Answer
At a distance of $\frac{d}{3}$ from the star of mass $M_1$, which is a distance of $\frac{2d}{3}$ from the star of mass $4.0~M_1$, the gravitational field due to the two stars is zero.
Work Step by Step
Let's draw a straight line connecting the centers of the two stars.

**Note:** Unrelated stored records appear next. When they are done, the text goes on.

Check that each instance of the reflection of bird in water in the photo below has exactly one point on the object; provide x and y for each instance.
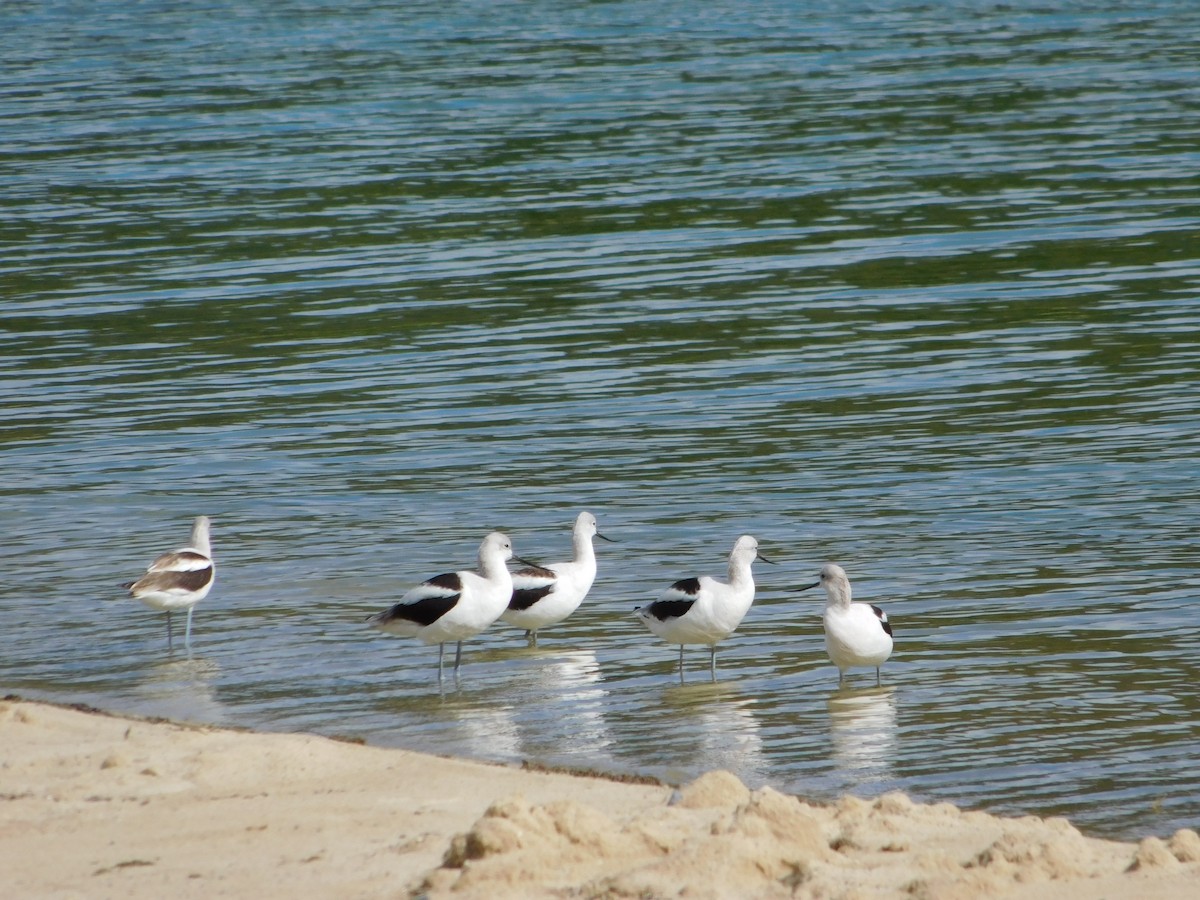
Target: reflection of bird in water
(863, 727)
(723, 730)
(856, 634)
(563, 706)
(181, 689)
(545, 595)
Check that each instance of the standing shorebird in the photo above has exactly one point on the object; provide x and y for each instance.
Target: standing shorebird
(456, 605)
(706, 610)
(179, 580)
(856, 634)
(546, 595)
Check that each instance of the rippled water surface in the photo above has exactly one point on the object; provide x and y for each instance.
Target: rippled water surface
(912, 287)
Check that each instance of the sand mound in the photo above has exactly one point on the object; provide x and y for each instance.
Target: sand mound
(718, 839)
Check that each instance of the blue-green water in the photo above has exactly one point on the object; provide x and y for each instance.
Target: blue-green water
(912, 287)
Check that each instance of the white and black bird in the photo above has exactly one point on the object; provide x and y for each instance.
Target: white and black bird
(545, 595)
(856, 634)
(179, 580)
(706, 610)
(456, 605)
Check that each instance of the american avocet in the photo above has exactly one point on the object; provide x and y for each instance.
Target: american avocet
(856, 634)
(546, 595)
(706, 610)
(179, 580)
(457, 605)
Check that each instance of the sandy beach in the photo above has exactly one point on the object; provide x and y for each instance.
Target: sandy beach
(99, 805)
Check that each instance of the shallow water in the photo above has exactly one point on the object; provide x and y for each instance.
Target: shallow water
(910, 287)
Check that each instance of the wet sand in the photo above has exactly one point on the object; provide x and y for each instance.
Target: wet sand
(99, 805)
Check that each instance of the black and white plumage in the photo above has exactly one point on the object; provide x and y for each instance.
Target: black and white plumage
(545, 595)
(706, 610)
(179, 580)
(456, 605)
(856, 634)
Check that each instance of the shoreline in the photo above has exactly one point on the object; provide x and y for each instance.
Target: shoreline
(106, 804)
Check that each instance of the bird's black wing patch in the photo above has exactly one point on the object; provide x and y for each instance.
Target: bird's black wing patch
(664, 610)
(525, 598)
(688, 586)
(424, 611)
(173, 580)
(882, 617)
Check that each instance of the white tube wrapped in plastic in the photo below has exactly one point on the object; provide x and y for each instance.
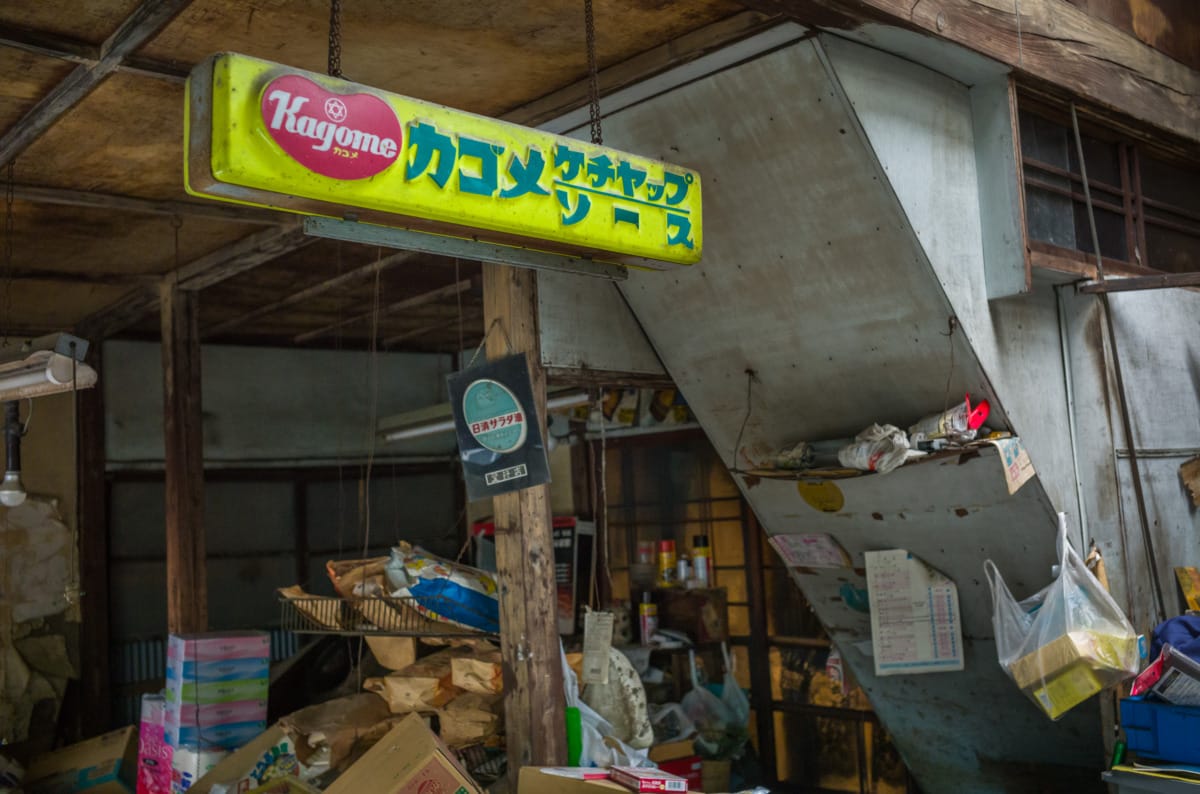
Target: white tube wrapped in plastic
(880, 447)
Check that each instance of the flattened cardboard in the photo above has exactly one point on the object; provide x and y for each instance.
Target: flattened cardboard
(409, 759)
(106, 764)
(533, 781)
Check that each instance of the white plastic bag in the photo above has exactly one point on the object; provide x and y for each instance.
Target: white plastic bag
(732, 695)
(599, 747)
(880, 447)
(1068, 641)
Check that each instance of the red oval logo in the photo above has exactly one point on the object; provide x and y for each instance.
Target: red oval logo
(342, 136)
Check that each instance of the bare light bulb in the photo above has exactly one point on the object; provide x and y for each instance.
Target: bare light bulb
(12, 492)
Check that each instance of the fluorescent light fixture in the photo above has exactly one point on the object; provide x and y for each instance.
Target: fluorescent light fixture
(48, 365)
(439, 419)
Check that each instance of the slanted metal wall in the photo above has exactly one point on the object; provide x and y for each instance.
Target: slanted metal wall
(843, 234)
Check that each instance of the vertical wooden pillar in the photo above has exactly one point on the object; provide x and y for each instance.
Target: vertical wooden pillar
(760, 649)
(187, 597)
(95, 704)
(525, 553)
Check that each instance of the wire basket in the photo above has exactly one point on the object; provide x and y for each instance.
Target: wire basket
(379, 615)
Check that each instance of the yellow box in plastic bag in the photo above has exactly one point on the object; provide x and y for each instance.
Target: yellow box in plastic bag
(1072, 668)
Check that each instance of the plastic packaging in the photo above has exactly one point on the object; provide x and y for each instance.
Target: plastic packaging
(880, 447)
(1066, 642)
(701, 560)
(444, 590)
(958, 423)
(667, 571)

Let $x$ be the distance to a point on this line from the star with mass $M_1$. Then the distance to the other star is $d-x$.
If the magnitude of the gravitational field from each star is equal at a point along this line, then the gravitational field due to the two stars will be zero, since the gravitational field around each star points in opposite directions for points along this line.
We can equate the magnitudes of the gravitational fields and solve for $x$:
$\frac{G~M_1}{x^2} = \frac{G~(4.0~M_1)}{(d-x)^2}$
$4.0~x^2 = d^2-2dx+x^2$
$3.0~x^2+2dx-d^2 = 0$
$(3.0~x-d)(x+d) = 0$
$x = \frac{d}{3}, -d$
Note that $x=-d$ is inadmissible, because at this point, the gravitational field around each star points in the same direction.
At a distance of $\frac{d}{3}$ from the star of mass $M_1$, which is a distance of $\frac{2d}{3}$ from the star of mass $4.0~M_1$, the gravitational field due to the two stars is zero.